Do the build processes mentioned in this email make heavy use of numpy, matplotlib, scipy, pickle, etc.?
NumPy is very exciting and all, but it's a subcommunity of the Python community, not 90% of its usage. NumPy users are probably not, in general, trying to spawn twenty five thousand processes in sequence to accomplish some task. The people who are complaining about fractions of a millisecond of startup time are not inverting massive matrices.
People who are importing numpy usually are also not inverting massive matrices. These libraries provide tons of functionality that you would like to use in a short script. For people accustomed to these libraries the code is quick to write in a reliable fashion, easy to read but not quick to run. Everything is great except the startup time (and speed when you have more data).
This group of people is so precise and exclusive that it is irrelevant. "People using NumPy for system scripting who are intensely sensitive to python startup time" is not a large enough group to be trying to argue Python-global policy with.
"People using Python for system scripting who are intensely sensitive to python startup time" is at least large enough to be worth talking about (since speeding up startup time will mostly only help, modulo any possible resources spent to accomplish it), though I'd notice that it hasn't prevented Python from becoming very popular. And plenty of them will find that Go could meet their needs, in a hypothetical universe in which switching languages was free. (That is, I'm not particularly advocating it. It's a last resort for sure.)
(Also this argument is predicated on the false assumption that Go has nothing like those things. They aren't as mature by any means, of course, and I generally consider them a bad idea [2], but they do exist.)
Google, Facebook, Netflix, Uber, Amazon, Microsoft are all using Numpy in their data science pipelines, spinning and taking down dockers for ML-as-a-service. I'm pretty sure they care about startup time of both Go and Python.
Again, read the article for what the topic of conversation is. If you're "spinning up an entire Docker container", a Python startup time is going to disappear into the multiple seconds that already takes. You are not spinning up several hundred docker containers per second, on a sustained basis for hours at a time, on a single piece of hardware, constrained only by Python startup time.
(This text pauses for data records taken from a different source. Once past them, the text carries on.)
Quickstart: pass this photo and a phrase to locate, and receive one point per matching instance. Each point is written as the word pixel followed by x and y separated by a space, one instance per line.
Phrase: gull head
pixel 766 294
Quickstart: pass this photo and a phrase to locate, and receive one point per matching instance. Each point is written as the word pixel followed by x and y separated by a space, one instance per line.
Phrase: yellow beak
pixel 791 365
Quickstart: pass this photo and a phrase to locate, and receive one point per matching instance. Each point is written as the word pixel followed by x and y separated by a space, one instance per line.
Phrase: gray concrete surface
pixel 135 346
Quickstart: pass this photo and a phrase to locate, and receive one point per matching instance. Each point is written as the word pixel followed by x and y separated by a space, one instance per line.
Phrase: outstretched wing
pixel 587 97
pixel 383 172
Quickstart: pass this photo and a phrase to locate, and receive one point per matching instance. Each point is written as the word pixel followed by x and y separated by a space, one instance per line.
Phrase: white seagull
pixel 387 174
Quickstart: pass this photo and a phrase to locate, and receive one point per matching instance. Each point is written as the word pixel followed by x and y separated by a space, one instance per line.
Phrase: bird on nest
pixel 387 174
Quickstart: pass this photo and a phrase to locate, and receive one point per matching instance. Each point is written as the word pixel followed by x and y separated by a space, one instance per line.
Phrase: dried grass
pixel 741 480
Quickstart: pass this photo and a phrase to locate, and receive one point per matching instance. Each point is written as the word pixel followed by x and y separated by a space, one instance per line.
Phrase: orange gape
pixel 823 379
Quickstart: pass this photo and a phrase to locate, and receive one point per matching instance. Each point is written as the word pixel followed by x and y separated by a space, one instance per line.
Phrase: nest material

That's going to be a vanishing fraction of the problem, even if you are spinning up that many containers that quickly, and the optimization for that is already obvious (don't do that, do more per container).
You are conflating what systems scripting is, which would be what would be managing the docker containers themselves, with what the docker containers would be doing, which would be very likely starting up just one Python instance to "do the thing". I don't imagine there are very many systems scripts out there in the world being started dozens of times per second that use NumPy. Anything that did, again, the obvious optimization would be "don't do that".
NumPy is very exciting and all, but it's a subcommunity of the Python community, not 90% of its usage. NumPy users are probably not, in general, trying to spawn twenty five thousand processes in sequence to accomplish some task. The people who are complaining about fractions of a millisecond of startup time are not inverting massive matrices.